Getting Funky—Gov Moves Ct to Dismiss Appeal

United States v. Funk, No. 05–3708 (6th Cir. Mar. 27, 2009).

On March 27, 2009, the Circuit granted the government’s unopposed motion to dismiss the appeal with prejudice. The panel opinion that was going to be considered en banc remains vacated.

What this move means for us. . . .

It’s worth checking out fd.org to look at the materials in this case. In a nutshell, on July 22, 2008, the panel of Judges Boggs, Batchelder, and Bell (W.D. Mich.) concluded that the variance in the case was unreasonable. Guidelines were 262 to 327 b/c of career-offender status. Dist. ct gave 150-month sentence. Panel said sentence unreasonable b/c not based on individual circumstances of case, but rather, on disagreement with career-offender guideline. Dismissal of the appeal based on the government’s motion seems good.

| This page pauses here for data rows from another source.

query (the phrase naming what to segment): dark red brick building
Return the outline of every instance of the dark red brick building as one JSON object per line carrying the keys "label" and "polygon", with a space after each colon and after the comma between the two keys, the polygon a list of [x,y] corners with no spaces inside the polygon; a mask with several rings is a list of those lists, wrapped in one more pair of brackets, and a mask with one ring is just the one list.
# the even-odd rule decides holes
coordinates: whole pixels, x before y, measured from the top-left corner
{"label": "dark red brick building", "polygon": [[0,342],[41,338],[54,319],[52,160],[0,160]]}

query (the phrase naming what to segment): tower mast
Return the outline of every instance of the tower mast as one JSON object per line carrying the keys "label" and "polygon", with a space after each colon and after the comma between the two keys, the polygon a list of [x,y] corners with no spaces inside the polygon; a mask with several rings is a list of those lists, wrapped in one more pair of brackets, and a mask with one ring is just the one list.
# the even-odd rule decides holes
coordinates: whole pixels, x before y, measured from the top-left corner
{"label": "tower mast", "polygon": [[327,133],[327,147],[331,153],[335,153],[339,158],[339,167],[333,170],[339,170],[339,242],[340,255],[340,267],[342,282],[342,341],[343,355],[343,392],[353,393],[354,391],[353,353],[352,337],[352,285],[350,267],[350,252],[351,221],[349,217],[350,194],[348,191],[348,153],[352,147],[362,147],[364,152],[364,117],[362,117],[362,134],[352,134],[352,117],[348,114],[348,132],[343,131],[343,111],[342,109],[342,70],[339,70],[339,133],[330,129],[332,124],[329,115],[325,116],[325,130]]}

And it seems natural after Spears v. United States, 129 S. Ct. 840 (2009), and United States v. Johnson, 553 F.3d 990, 992 (6th Cir. 2009) (vacating sentence and remanding for resentencing because "Spears held that district courts have the power to categorically reject and vary from the crack-cocaine sentencing guidelines based on a policy disagreement with the guidelines, even in a mine-run case such as this" and "because the district court sentenced [the defendant] without the benefit of Spears"—remand for resentencing necessary "to give the district court an opportunity to impose a sentence with full recognition of its authority to reject and vary from the crack-cocaine Guidelines based solely on a policy disagreement with those Guidelines"). Maybe Funk is a sign that courts are recognizing that policy disagreements with the Guidelines will support a variance outside the arena of the crack guideline.